Posted: Wed 1st Apr 2026

One in three children in Wales lives in poverty, IFS report finds

News and Info from Deeside, Flintshire, North Wales
This article is old - Published: Wednesday, Apr 1st, 2026

One in three children in Wales is growing up in poverty, and a new report from the Institute for Fiscal Studies says the Senedd has limited tools to change that number quickly.

The IFS puts the child poverty rate in Wales at 32%, compared to 28% across the UK.

The figures measure relative poverty — children in households with incomes below 60% of the UK-wide median after housing costs are taken out.

Across the whole population, 22% of people in Wales are in poverty on the same measure, slightly above the UK average of 20%.

The Senedd election on 7 May will choose six members of the Senedd for the new Fflint Wrecsam constituency, but whoever wins will face a significant constraint.

The fastest way to cut child poverty is to change benefits — things like Universal Credit.

Benefits policy is controlled by Westminster, not Cardiff.

The IFS says that without a change to the devolution settlement, the next Welsh Government’s options for cutting child income poverty quickly are limited to smaller, locally delivered payments or ad-hoc grants.

What the Senedd does control is education, health and childcare.

The IFS says these give Welsh Government more scope to close longer-term inequalities between richer and poorer children — but not to shift poverty figures quickly.

The Welsh Government updated its child poverty strategy in 2024, setting out five broad objectives covering family income, employment, housing, services and dignity.

The IFS describes the strategy as “broad in scope” and says it is not always clear how individual policies connect to specific targets.

It points to Scotland as a comparator — Scotland has set narrow, measurable poverty targets and models the likely impact of individual policies against them.

In 2025, Plaid Cymru proposed a Scottish-style child payment as one approach to cutting income poverty directly — the IFS notes that implementing such a payment at scale would require either changes to the devolution settlement or creative use of existing powers.

The IFS cautions that poverty estimates at the regional level are “somewhat volatile” and carry statistical uncertainty, meaning the 32% figure should be read as a strong indication rather than a precise count.

Jed Michael, a Research Economist at the IFS and co-author of the report, said: “The Welsh Government and Senedd have made improving living standards and reducing child poverty key goals enshrined in law as part of the Wellbeing of Future Generations Act.”

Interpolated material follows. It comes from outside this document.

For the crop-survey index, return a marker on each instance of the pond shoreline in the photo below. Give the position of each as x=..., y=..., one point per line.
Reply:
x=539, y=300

“Improving productivity, earnings and employment will be key to meeting these goals — not least because under current devolution arrangements, the Welsh Government has limited control over benefits, which are generally the most direct way to boost the income of low-income households.”

The report is the fourth in a series of Welsh election briefings from the IFS, funded by the Nuffield Foundation and the Economic and Social Research Council.